[parted-devel] 3TB drives available at retail; anyone tried parted with 'em?

Jim Meyering jim at meyering.net
Wed Sep 29 10:11:08 UTC 2010


Phillip Susi wrote:

> On 9/22/2010 9:17 PM, John Gilmore wrote:
>> I received a 3TB Seagate drive today.  Due to PC-clone boot issues,
>> they don't sell it as an ordinary SATA drive, but you can buy the external
>> USB drive and merely take it out of the box.  It's $200.  See:
>>
>>   http://www.newegg.com/Product/Product.aspx?Item=N82E16822148580
>>
>> I'm writing to suggest that parted developers consider getting
>> such a drive and testing with it.  It's the first ordinary SATA
>> drive holding more than 2TB.

An important point John mentioned privately:

  > When removed from its USB housing, it's an ordinary 512-byte sectored disk.

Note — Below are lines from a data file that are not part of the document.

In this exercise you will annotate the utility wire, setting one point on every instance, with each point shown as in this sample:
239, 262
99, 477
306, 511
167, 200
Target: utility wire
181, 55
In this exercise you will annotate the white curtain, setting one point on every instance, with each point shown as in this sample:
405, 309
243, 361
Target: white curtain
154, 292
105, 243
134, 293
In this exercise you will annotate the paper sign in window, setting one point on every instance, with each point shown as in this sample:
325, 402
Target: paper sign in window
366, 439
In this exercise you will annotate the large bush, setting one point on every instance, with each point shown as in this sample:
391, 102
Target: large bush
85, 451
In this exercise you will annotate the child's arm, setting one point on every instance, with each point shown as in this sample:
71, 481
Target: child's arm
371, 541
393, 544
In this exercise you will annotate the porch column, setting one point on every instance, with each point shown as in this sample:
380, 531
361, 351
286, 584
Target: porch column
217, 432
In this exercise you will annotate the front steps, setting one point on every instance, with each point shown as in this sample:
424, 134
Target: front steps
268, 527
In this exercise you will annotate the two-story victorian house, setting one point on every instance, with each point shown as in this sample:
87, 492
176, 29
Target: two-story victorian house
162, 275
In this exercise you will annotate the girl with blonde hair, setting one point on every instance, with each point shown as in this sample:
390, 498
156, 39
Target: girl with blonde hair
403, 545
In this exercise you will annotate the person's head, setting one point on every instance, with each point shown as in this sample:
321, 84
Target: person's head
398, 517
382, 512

>> Here's a review of the drive (both as a SATA drive and in its native
>> USB2 and optional USB3 interfaces):
>>
>>   http://www.anandtech.com/show/3858/the-worlds-first-3tb-hdd-seagate-goflex-desk-3tb-review/
>
> Interesting read, but there are a few errors in the article, which you
> seem to have already hinted at.  The bios can boot a gpt disk just fine.
>  The problem is with the boot loader.  The Windows boot loader expects
> to find an active partition to chain load, which it won't with a stock
> gpt disk.  As you found, you can however, use a hybrid where you expose
> the Windows boot partition via the MBR to trick the windows boot loader
> into working.  Now that I look at it though, it looks like the Windows
> boot loader will fail if the partition starts beyond the 2tb mark, so

Right.  "at or beyond the 2TiB mark".

The MBR format allocates 32 bits for each partition starting sector
number, and at 512-bytes/sector, each partition must start before the
2TiB mark (i.e., before byte 2^32 * 512).  Similarly for length.
The maximum MBR partition length is 2TiB-1 bytes.

Other good reasons to use GPT whenever possible:
  - partitions can have names
  - all partitions are equal (mostly): no hassle with primary,extended,logical
      since with GPT, they're all "primary"
  - far superior protection against partition corruption

> you might need a dedicated boot partition below that.  Grub2 does not
> have that limitation, and will boot just fine from a gpt disk.